A union made claims against a building company because it was prejudiced against Irish workers, an inquiry has heard.

A construction boss says a trade union drove a “racist” campaign against his company because it had Irish staff and workers.

Eoin O’Neill told the union corruption royal commission that officials of the Construction, Forestry, Mining and Energy Union (CFMEU) forced his company, Lis-Con, out of Queensland by warning contractors not to use it.

Mr O’Neill, formerly the manager of Lis-Con, denied under questioning from counsel for the CFMEU John Agius that the reason the company did not get work in Queensland was a $4 million state payroll tax liability.

“We paid our payroll tax and continued,” he said on Monday.

“Their officers went around to every job in Queensland and told companies not to use us because we didn’t pay super, we carried illegals and we used dodgy Bluecards (safety training cards).

“Plus there was a small bit of racism there because we were Irish.”

Mr O’Neill, who moved to Australia from Ireland 18 years ago, said union officials had stickers on their hats saying “F*** off we’re full”.

“You can take that to mean anything you like but that is anti-immigrant,” he said.

Mr Agius asked Mr O’Neill if he was aware that the CFMEU commonly used the Eureka flag as a badge, and that many participants in the historic Eureka uprising were Irish.

“I am but the CFMEU seem to have forgotten about that,” Mr O’Neill told the commission.

Mr Agius then asked whether any “F*** off we’re full” slogans might have been worn by locals disgruntled about fly-in labour being used on remote construction sites, rather than being worn by the CFMEU.

Mr O’Neill, who still works for Lis-Con as a consultant, disagreed.

He also denied that his company had used Irish backpackers as “sham contractors” on labouring jobs in Queensland.

Mr O’Neill told the commission previously that Lis-Con had been targeted by the union after refusing to make corrupt payments.

He told the commission CFMEU officials told him “we expect to be taken care of”.

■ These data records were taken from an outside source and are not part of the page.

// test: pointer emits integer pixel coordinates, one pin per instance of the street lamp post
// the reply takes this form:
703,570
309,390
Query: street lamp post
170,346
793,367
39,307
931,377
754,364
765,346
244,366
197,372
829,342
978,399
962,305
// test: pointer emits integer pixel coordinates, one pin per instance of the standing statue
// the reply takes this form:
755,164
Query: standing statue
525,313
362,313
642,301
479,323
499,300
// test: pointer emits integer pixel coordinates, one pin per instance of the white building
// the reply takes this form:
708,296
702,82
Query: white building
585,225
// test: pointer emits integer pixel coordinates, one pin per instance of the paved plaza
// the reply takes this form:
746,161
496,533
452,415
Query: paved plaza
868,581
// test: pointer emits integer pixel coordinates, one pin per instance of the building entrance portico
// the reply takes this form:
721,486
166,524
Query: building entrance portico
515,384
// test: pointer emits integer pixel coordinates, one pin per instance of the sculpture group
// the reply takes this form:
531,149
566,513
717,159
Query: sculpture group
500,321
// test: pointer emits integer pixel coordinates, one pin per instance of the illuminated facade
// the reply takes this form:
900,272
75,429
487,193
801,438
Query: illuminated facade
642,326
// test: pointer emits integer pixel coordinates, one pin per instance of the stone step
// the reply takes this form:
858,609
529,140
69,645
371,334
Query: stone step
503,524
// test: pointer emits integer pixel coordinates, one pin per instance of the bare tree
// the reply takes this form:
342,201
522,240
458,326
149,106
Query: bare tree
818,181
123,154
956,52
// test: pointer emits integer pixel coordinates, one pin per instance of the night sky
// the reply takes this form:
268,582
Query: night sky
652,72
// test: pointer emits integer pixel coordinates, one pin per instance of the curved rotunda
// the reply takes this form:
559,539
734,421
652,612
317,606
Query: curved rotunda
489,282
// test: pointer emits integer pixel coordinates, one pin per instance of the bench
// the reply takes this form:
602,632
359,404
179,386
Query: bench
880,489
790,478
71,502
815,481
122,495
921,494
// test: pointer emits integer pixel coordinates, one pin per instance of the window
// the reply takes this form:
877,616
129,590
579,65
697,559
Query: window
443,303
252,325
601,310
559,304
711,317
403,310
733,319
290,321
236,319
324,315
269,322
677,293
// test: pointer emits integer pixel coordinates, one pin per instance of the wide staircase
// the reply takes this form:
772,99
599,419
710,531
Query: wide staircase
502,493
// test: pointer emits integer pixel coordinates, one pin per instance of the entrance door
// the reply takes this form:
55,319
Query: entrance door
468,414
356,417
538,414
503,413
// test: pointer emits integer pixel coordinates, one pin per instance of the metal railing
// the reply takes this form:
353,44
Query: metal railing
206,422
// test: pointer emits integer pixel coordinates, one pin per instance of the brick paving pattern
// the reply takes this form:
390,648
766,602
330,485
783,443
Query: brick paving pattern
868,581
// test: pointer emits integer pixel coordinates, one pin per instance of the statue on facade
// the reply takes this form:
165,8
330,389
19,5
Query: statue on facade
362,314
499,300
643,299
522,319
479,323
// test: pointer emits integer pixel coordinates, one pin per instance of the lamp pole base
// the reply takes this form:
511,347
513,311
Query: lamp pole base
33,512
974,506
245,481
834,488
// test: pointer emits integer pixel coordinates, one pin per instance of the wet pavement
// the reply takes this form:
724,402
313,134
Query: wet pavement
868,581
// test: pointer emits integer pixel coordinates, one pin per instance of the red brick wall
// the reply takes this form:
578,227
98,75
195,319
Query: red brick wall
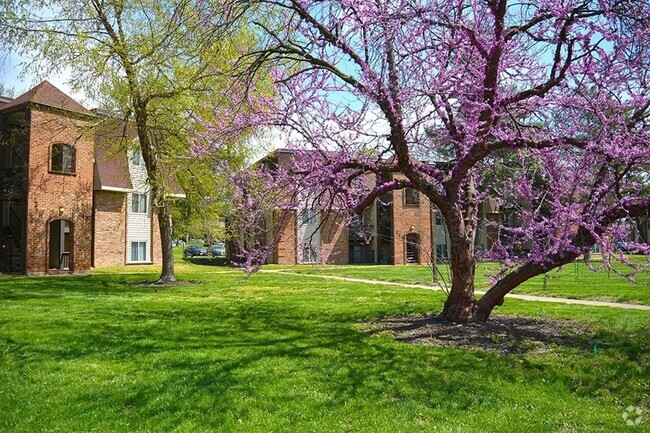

Mr O’Neill denied his company required Irish backpackers to operate as private contractors in order to avoid paying them superannuation and other entitlements.

He said union officials had raised the issue of unpaid superannuation but he dismissed the claim as “propaganda” and said the company had received no complaints from workers.

The commission is investigating allegations the CFMEU used member information improperly obtained from its associated industry superannuation fund, Cbus, to target Lis-Con employees during a campaign against the company.

The Royal Commission into Trade Union Governance and Corruption will continue sitting in Sydney on Tuesday.